Review: Brazil’s Bolsa Familia conditional cash transfer program for low income families has previously been found to have beneficial effects across numerous health domains. This study analyzes effects on tuberculosis incidence and mortality, and the degree to which those effects may be larger in populations with lower socioeconomic status. This is a valuable study objective.

Members of the authorship team have published related papers on Bolsa Familia, including e.g. a well-cited 2013 paper in The Lancet, “Effect of a conditional cash transfer programme on childhood mortality: a nationwide analysis of Brazilian municipalities.” More relevant are their 2022 International Journal of Epidemiology paper, “Impact of Brazil's Bolsa Família Programme on cardiovascular and all-cause mortality: a natural experiment study using the 100 Million Brazilian Cohort,” and 2023 PLoS Medicine paper “Relationship between the Bolsa Família national cash transfer programme and suicide incidence in Brazil: A quasi-experimental study.” These latter two papers in strong peer-reviewed journals use the same impressively large dataset (the 100 Million Brazilian Cohort) and apparently similar methods as in this paper to estimate Bolsa Familia effects on cause-specific mortality, lending confidence in the current paper. 
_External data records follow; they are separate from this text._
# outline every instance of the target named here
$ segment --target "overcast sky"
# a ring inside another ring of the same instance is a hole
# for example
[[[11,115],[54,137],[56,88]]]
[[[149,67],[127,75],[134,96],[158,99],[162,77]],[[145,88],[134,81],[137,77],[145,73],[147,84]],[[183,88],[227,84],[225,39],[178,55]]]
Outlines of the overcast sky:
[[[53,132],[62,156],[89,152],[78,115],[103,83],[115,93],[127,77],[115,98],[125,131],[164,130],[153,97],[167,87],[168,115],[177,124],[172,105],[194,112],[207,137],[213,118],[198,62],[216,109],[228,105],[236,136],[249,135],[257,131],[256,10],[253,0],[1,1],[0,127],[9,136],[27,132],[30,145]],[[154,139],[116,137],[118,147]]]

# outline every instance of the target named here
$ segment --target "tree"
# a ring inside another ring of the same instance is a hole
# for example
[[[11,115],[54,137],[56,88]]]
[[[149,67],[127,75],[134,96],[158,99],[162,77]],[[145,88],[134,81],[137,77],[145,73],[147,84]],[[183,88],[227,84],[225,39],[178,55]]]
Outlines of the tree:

However, confidence in the current paper is limited by the sparse discussion of methods details in the currently available preprint manuscript posted at SSRN. The paper does refer to an appendix, but the appendix was not available to me at the time of this review. I have two specific sets of concerns that are not well addressed. First, the sample is not clearly described, nor are analyses presented on the characteristics of the large proportion of individuals selected out of the analyses for various reasons. 

Second, the quasi-experimental methods for causal inference are insufficiently described. The analysis used an inverse probability of treatment weighting (IPTW) approach, but there are no details provided regarding the IPTW weight construction or specification tests regarding its appropriateness for this analysis. Furthermore, I would have more confidence if the current analyses were to show robustness to accounting for dynamics as Bolsa Familia coverage status changes over time. I suspect that the IPTW methods in this paper may be similar to those reported in the above-cited papers, in which case it is plausible that the analyses are based on a quasi-experimental design of similar strength to those earlier peer-reviewed papers. But in the absence of those details, it is currently impossible to assess the reliability of the reported causal estimates in the manuscript version that I reviewed.